An irreducible scheme $B$ has a unique generic point $\eta$. The *generic* fiber of a family $X\to B$ is the fiber $X_{\eta}$ over that special point $\eta$.

A *general* fiber $X_b$ is a fiber over $b\in B$ that belongs to some fixed open set $U\subset B$. And *very general* means that $b$ belongs to $V$ which is a complement of countably many Zariski closed proper subsets $Z_i$ of $B$.

That is the most common modern terminology. In older (and not so old) books sometimes *generic* is used where *general* would be more appropriate. 
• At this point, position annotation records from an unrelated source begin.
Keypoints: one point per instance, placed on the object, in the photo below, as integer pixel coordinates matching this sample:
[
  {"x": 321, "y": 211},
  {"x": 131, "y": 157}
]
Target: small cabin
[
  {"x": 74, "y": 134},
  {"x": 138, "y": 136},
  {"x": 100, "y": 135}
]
Added in response to Kevin Lin's comment: In classical alg. geometry, people care about general fibers. The scheme theory provides generic fibers, which are really very convenient to have, since they are so concrete. The way "generic to general" usually works is as follows: You prove that the generic fiber has a property P, and that the property P is constructible. Then P holds for any $b$ in an open neighborhood of $\eta$, that is for a general $b$. EGAs contain a long list of properties which are constructible in proper (e.g. projective) families: smoothness, CM, normality, etc., etc. 

(And, yes, similar things were discussed in multiple other MO questions. One thing MO seriously lacks is a clear organization of the accumulated knowledge, so that people do not constantly ask and answer variations of the same question.)